Thanks so much to Elaine for taking time out of her busy day to answer my questions.
About the Author
Elaine Everest is a freelance writer and lives in Swanley, Kent with her husband Michael and Polish Lowland Sheepdog, Henry. She has written over sixty short stories for women’s magazines worldwide. Her features have appeared in publications ranging from The Guardian, The Daily Express and the Daily Mail to My Weekly and Your Dog. Her opinion pieces have led to many appearances on radio including chatting to Jenni Murray on Woman’s Hour about having a husband under her feet all day long. Elaine has written numerous columns for canine publications centred around her expertise in the world of dogs. This has led to commissions to write three successful books for dog owners.

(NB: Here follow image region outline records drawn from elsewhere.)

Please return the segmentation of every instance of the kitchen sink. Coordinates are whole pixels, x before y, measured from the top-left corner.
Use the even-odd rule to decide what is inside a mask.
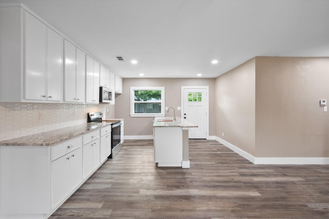
[[[158,120],[158,122],[173,122],[173,120]]]

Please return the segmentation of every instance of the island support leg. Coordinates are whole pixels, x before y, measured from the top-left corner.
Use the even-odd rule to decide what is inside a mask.
[[[190,160],[189,158],[189,128],[182,128],[183,137],[183,160],[181,162],[182,168],[190,168]]]

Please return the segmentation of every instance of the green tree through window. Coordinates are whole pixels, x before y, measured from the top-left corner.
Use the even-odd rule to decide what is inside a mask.
[[[135,101],[154,101],[161,100],[160,90],[135,90]]]

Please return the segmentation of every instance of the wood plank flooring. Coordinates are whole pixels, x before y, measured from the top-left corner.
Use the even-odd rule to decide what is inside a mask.
[[[153,140],[125,140],[49,218],[329,218],[329,165],[253,165],[190,140],[190,169],[158,168]]]

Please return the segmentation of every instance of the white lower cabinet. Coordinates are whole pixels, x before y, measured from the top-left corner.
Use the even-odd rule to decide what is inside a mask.
[[[82,181],[82,145],[80,136],[51,148],[52,208],[63,202]],[[61,156],[57,158],[58,155]]]
[[[90,176],[100,164],[100,131],[95,131],[83,136],[83,178]]]
[[[82,180],[82,148],[51,163],[51,205],[54,207]]]
[[[100,160],[104,163],[111,154],[111,126],[101,129]]]

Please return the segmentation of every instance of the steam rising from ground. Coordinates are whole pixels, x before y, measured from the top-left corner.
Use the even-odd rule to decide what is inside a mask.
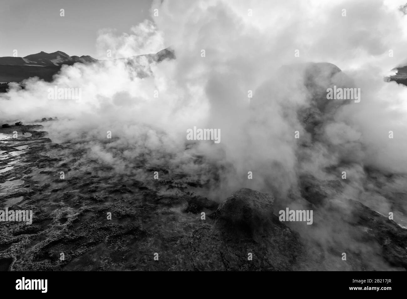
[[[299,172],[337,179],[340,173],[326,169],[344,161],[348,177],[354,175],[348,194],[355,195],[363,167],[407,172],[407,89],[383,80],[406,58],[407,19],[396,2],[156,1],[154,23],[135,26],[130,34],[103,31],[98,45],[113,58],[171,45],[175,59],[66,66],[52,83],[16,85],[0,110],[5,120],[26,123],[58,116],[46,128],[53,142],[74,143],[120,175],[149,175],[136,170],[140,159],[169,166],[208,182],[206,194],[214,198],[243,186],[284,198]],[[360,103],[330,111],[317,142],[304,148],[313,142],[298,112],[311,107],[313,94],[304,72],[284,66],[310,61],[335,64],[362,94]],[[48,99],[55,85],[81,88],[81,101]],[[186,129],[194,126],[220,129],[220,143],[187,145]]]

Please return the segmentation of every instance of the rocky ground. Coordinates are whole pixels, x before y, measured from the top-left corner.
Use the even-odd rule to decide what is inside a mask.
[[[320,216],[305,226],[312,231],[281,222],[271,194],[242,189],[219,205],[189,192],[185,177],[112,178],[95,161],[84,167],[80,152],[53,143],[42,126],[11,127],[0,129],[0,209],[34,216],[31,225],[0,223],[1,270],[407,268],[407,230],[358,201],[330,201],[329,190],[341,190],[335,182],[302,180],[304,202],[344,224],[327,247],[310,236]]]

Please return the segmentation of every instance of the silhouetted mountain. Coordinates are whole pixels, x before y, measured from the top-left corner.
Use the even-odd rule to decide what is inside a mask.
[[[135,65],[140,58],[146,57],[148,61],[160,62],[166,59],[174,59],[174,51],[164,49],[156,53],[133,56],[127,59],[130,65]],[[61,51],[53,53],[41,51],[25,57],[0,57],[0,83],[20,82],[31,77],[38,77],[46,81],[51,81],[62,65],[72,65],[75,63],[92,63],[98,60],[89,55],[70,56]]]

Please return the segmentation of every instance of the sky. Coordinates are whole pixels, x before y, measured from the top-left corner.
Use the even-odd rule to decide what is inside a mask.
[[[96,39],[103,29],[128,33],[151,20],[152,0],[2,0],[0,57],[24,57],[43,51],[98,57]],[[60,10],[65,10],[65,16]]]

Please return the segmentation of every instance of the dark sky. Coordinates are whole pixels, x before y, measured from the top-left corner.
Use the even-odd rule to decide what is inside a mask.
[[[129,33],[151,19],[152,0],[2,0],[0,57],[14,49],[24,57],[44,51],[96,58],[98,31]],[[64,17],[59,15],[65,9]]]

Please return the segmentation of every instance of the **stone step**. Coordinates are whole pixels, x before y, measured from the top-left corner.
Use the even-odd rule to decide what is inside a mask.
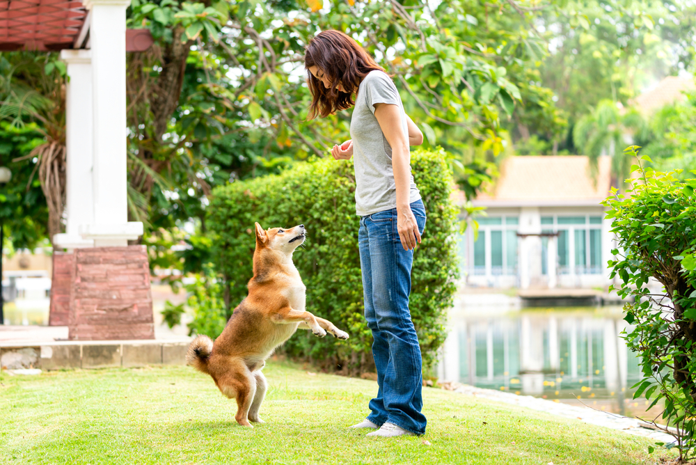
[[[0,343],[3,369],[104,368],[185,365],[187,342],[141,340]]]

Elaine’s successful writing life led her to become a qualified teacher for adult education. Four years ago she founded The Write Place creative writing school and holds regular classes at The Mick Jagger Centre in Dartford Kent.
Elaine was BBC Radio Short Story Writer of the Year in 2003, short listed for The Harry Bowling Prize in 2012, Short listed for The Festival of Romance novel competition in 2012 and winner of the Myrmidon Books (Pulse Romance) Write for Us competition in 2013.
Gracie’s War is her first published novel and is set in North West Kent where she grew up. A member of the Romantic Novelist Association, Elaine is a graduate of the RNA New Writers Scheme. Gracie’s War is short listed for their Joan Hessayon Award in 2014.